65 — Parque Güell

la colonnade, parque güel

la colonnade, parque Güel

 

Une curiosité apeurée l’avait accompagné lors de la première convocation. Mais cette fois, il n’y eut que fierté et bonheur des retrouvailles. Serrant l’immuable invitation, à la plume déliée sur un beau vélin, il salua la salamandre, dont la peau de céramique brillait sous la lune. Patiemment, elle sortit ses pattes de leur antique ciment, puis se mit à gravir le grand escalier.

Dans la colonnade, ils s’arrêtèrent sous la configuration stellaire du jour. En silence, ils observèrent la pierre se dissoudre, remplacée par des arbres millénaires. Ils grimpèrent sur l’un d’eux.

Sur le théâtre, devenu canopée, des dizaines d’animaux, parfois légendaires, souvent imaginaires. Ils déambulaient sur une voie lactée que la lune, pourtant si lumineuse, ne parvenait à effacer.

Transfiguration de la maison du maître, un vénérable caoutchouc, dont les racines empruntaient les chemins tortueux du parc, les salua. De ces rivières végétales affleuraient quelques pierres, mirage de l’autre monde. Sous le portique de la lavandière, des milliers de serpents, protégeant les restes de leur père, les laissèrent avancer dans son gigantesque squelette.
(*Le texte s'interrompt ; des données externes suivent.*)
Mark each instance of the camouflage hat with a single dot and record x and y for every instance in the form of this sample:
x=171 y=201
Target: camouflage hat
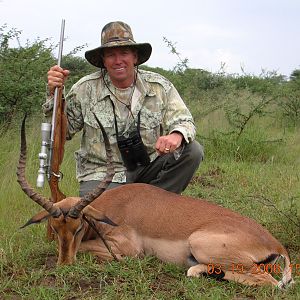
x=117 y=34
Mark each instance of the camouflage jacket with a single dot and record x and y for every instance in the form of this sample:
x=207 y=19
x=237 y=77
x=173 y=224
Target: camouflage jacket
x=161 y=108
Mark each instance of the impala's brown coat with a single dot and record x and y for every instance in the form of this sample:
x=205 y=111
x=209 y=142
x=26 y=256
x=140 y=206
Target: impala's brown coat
x=140 y=219
x=183 y=230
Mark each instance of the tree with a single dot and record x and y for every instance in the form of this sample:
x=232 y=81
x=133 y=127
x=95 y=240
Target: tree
x=22 y=75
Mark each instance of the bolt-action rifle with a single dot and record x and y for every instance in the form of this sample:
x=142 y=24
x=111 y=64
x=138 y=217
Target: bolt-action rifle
x=53 y=140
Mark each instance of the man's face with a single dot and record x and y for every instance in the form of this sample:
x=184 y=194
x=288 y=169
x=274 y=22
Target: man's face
x=119 y=63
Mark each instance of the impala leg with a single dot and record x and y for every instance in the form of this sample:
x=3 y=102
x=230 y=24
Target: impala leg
x=220 y=252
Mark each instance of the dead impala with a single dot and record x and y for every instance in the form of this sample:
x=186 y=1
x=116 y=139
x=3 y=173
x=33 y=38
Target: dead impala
x=139 y=219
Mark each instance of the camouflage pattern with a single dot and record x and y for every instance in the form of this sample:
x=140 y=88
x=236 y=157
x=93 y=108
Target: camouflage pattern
x=117 y=34
x=162 y=112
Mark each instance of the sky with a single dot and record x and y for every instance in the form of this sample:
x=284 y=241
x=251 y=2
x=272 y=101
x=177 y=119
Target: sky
x=255 y=36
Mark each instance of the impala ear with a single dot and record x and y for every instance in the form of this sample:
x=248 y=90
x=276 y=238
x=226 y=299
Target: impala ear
x=97 y=215
x=38 y=218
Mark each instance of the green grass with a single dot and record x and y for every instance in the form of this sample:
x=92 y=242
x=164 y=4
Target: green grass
x=267 y=190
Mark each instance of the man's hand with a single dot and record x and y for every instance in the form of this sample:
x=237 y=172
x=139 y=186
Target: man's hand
x=56 y=78
x=168 y=143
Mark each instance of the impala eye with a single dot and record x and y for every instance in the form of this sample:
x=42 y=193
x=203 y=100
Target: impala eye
x=79 y=229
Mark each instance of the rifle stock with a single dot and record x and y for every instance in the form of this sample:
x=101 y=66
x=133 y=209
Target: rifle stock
x=57 y=140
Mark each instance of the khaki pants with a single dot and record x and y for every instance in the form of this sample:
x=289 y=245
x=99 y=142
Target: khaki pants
x=165 y=171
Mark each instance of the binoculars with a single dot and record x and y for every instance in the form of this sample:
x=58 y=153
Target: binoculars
x=133 y=151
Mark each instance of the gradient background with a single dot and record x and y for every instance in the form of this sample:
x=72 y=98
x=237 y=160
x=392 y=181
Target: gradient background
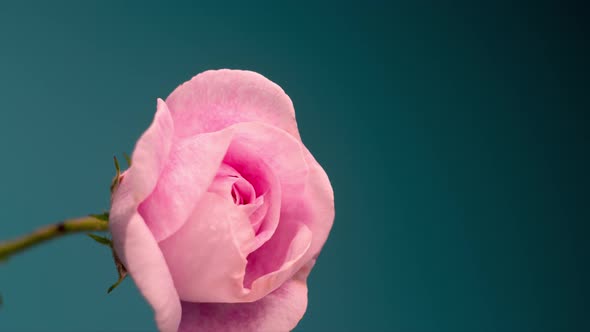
x=455 y=137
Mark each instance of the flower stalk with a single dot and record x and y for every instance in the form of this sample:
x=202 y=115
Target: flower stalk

De détours en raccourcis, ils arrivèrent là-haut, là où Barcelone joue les coquettes. Mais, ce soir-là, elle n’était qu’une inextricable mangrove que sublimait la mer. Seule, la Sagrada Familia, restait elle-même. Au sommet un grand chêne. Àson pied, un vieil homme l’interpella : « Dépêchez-vous ! Le travail attend. »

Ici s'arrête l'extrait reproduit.